Part of buying a home is getting a real estate appraisal. Unfortunately, the whole real estate transaction process is intentionally made confusing by lenders and sellers and unintentionally made confusing by lawyers, judges, and legislators with conflicting interests. For the average home buyer such simple terms as “appraiser” and “inspector” are synonymous. After all, the appraiser and the inspector are paid in a similar fashion, are scheduled in a similar fashion, and come out and apparently do the same things. However, they provide very different services and both are typically required aspects of real estate transactions. If you are not completely sure what an appraiser does, you need to study the appraisal facts before you go into any real estate deal.

A real estate appraisal is one person’s opinion of your home value. However, that person is an expert in the field. Your banker will not issue you a home loan without an appraisal from an approved appraiser. The appraiser’s job, unlike the inspector’s, is to guess what your home is worth to buyers in your market.

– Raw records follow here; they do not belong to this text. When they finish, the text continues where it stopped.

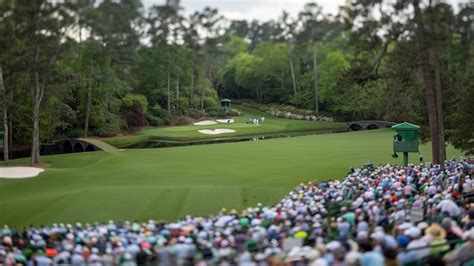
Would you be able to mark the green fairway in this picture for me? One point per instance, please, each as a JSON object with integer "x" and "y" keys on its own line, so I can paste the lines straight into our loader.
{"x": 189, "y": 133}
{"x": 171, "y": 182}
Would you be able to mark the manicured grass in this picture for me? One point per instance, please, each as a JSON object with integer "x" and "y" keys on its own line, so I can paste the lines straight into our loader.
{"x": 172, "y": 182}
{"x": 189, "y": 133}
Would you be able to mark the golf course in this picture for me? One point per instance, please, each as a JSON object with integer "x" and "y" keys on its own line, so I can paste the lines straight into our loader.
{"x": 169, "y": 183}
{"x": 272, "y": 125}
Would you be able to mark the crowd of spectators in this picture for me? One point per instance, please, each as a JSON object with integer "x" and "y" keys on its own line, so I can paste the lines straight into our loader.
{"x": 384, "y": 215}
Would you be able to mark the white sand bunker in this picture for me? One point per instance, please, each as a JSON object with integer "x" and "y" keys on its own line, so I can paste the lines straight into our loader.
{"x": 225, "y": 120}
{"x": 205, "y": 123}
{"x": 216, "y": 131}
{"x": 19, "y": 172}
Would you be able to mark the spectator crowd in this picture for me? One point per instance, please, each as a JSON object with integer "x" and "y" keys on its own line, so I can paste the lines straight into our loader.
{"x": 384, "y": 215}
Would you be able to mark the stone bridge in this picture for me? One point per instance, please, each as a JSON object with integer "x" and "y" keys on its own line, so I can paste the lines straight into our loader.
{"x": 368, "y": 125}
{"x": 75, "y": 145}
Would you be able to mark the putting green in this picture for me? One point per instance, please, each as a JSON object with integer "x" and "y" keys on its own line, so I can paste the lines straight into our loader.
{"x": 271, "y": 125}
{"x": 169, "y": 183}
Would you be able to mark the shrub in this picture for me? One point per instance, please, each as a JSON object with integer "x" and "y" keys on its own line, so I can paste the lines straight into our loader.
{"x": 181, "y": 120}
{"x": 134, "y": 117}
{"x": 135, "y": 99}
{"x": 154, "y": 120}
{"x": 107, "y": 130}
{"x": 163, "y": 115}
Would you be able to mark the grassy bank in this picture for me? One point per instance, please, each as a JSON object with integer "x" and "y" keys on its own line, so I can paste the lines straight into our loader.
{"x": 171, "y": 182}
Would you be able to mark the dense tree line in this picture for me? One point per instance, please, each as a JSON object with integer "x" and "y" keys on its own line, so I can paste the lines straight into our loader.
{"x": 83, "y": 67}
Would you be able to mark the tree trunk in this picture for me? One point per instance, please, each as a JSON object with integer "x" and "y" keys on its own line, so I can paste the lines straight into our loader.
{"x": 202, "y": 97}
{"x": 168, "y": 100}
{"x": 191, "y": 101}
{"x": 37, "y": 96}
{"x": 89, "y": 98}
{"x": 5, "y": 119}
{"x": 439, "y": 105}
{"x": 177, "y": 88}
{"x": 293, "y": 78}
{"x": 428, "y": 84}
{"x": 315, "y": 78}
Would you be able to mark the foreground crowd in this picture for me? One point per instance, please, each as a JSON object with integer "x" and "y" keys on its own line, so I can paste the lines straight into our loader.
{"x": 386, "y": 215}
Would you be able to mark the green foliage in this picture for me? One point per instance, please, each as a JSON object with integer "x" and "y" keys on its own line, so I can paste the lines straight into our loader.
{"x": 135, "y": 99}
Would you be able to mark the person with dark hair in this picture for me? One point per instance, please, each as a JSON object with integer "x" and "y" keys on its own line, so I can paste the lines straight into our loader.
{"x": 369, "y": 256}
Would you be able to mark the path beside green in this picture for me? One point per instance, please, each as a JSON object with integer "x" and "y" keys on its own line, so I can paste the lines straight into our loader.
{"x": 171, "y": 182}
{"x": 188, "y": 133}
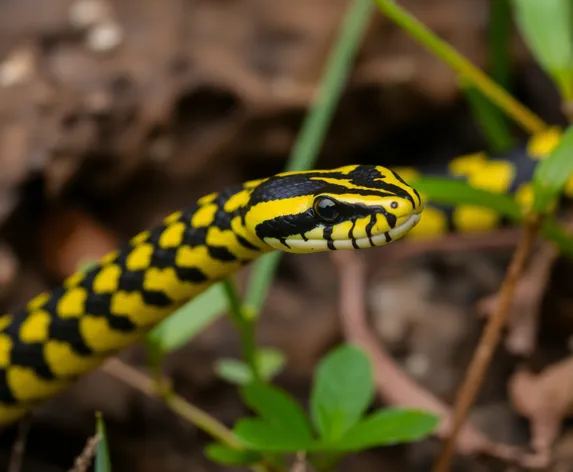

The reason your banker insists on an appraisal is that you cannot be trusted to purchase a home for no more than what it is worth to other buyers. Your banker needs to see that if you fail to make your payments, the bank will be able to recover most of the loan through the sale of the property.

This helps explain why the appraiser must be approved by the banker. Some banks have their own appraisers, others have contracts with independent appraisers, and many simply have a list of local, approved appraisers. Hopefully, you and the bank can agree on one. If not, a core real estate appraisal fact is that you won’t get your loan.

Real estate appraisals are typically done by taking into account unique traits of your home and homes nearby that have recently been sold. This is a general starting place for the appraised value of your home, but the appraiser will write a detailed report about the local market and any features of the property being appraised that may make it worth more or less than homes nearby that have recently been sold. Expectations about how long the property would typically take to sell in the local market will also be included.